I can't find anything significant to criticize. Diaz probably breaks all kinds of rules and personally I am in favor of that sort of daring, especially when it pays off so brilliantly. Reading the book was like hearing Bob Dylan for the first time. I want more: more novels by Junot Diaz and more novels like The Brief Wondrous Life of Oscar Wao.

(This book is available in hardcover or paperback by special order from Once Upon A Time Bookstore.)

Saturday, June 27, 2009

A JAR OF DREAMS

A Jar of Dreams, Yoshiko Uchida, Aladdin Paperbacks, 1981, 131 pp


Approximately once a month, I send books to my three grandchildren in Ohio. I have been doing this for almost three years and they are now so grooved in that they have their requests ready for the next books whenever I ask. My ten-year-old granddaughter requested A Jar of Dreams because her fifth grade teacher was reading the book aloud to her Montessori language arts class. How cool is that?

Eleven-year-old Rinko is growing up on the outskirts of Berkeley, CA during the depression. She clearly loves her Japanese-American family who are struggling to make ends meet under the double burden of the depressed economy and virulent prejudice against the Japanese.

For Rinko, this means a conflict between home and school life which has made her feel shy and unsure of herself. Then her Aunt Waka, her mother's sister, comes to visit, twenty years after Rinko's mother emigrated to the United States as a bride for Rinko's father.

As Aunt Waka lives with the family through a summer of disturbing events, she brings an outsider's traditional Japanese wisdom but more importantly, her own strong sense of self to the family's situation. Rinko discovers the value of her heritage and her own strengths.

If that sounds a bit preachy, it is. But Uchida's writing is lovely and fluid with the ease of a practiced storyteller. Through the compelling story and Rinko's authentic first person voice, the ideas are relayed with just the right light touch.

(This book is available in paperback on the shelves in the fiction section for 8-12 year old readers at Once Upon A Time Bookstore.)

Tuesday, June 16, 2009

THE MEMORIAL


Dear Readers,

I will be gone for a week. The memorial for my mother is this coming Saturday and I am hosting it at what was her home. Then we have to clear out the house because it is being sold. So it will be what one of my friends used to call a "family rebellion" including all my mom's wonderful neighbors. She lived on 5 acres in the country with a pond, a huge garden and all kinds of trees. We are sad about the whole thing.

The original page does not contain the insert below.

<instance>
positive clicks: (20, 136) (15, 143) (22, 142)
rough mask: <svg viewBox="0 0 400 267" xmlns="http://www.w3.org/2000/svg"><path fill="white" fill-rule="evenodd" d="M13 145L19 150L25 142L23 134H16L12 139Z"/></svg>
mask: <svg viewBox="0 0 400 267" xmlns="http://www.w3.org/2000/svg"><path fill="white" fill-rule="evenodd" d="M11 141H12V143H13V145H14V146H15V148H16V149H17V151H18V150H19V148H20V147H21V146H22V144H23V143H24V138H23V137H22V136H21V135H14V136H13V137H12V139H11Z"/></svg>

While there, I will also pay homage to Shaman Drum Bookstore, which is closing its doors on June 30. Another sad thing. It is one of the coolest bookstores in the world but has fallen prey to all the woes of independent bookstores: the internet, the economy, the chains, etc. At least we still have Nicola's, which will now become the coolest bookstore in Ann Arbor.

If you miss me, check out some of the other blogs listed on the sidebar. Keep reading. Keep the wisdom.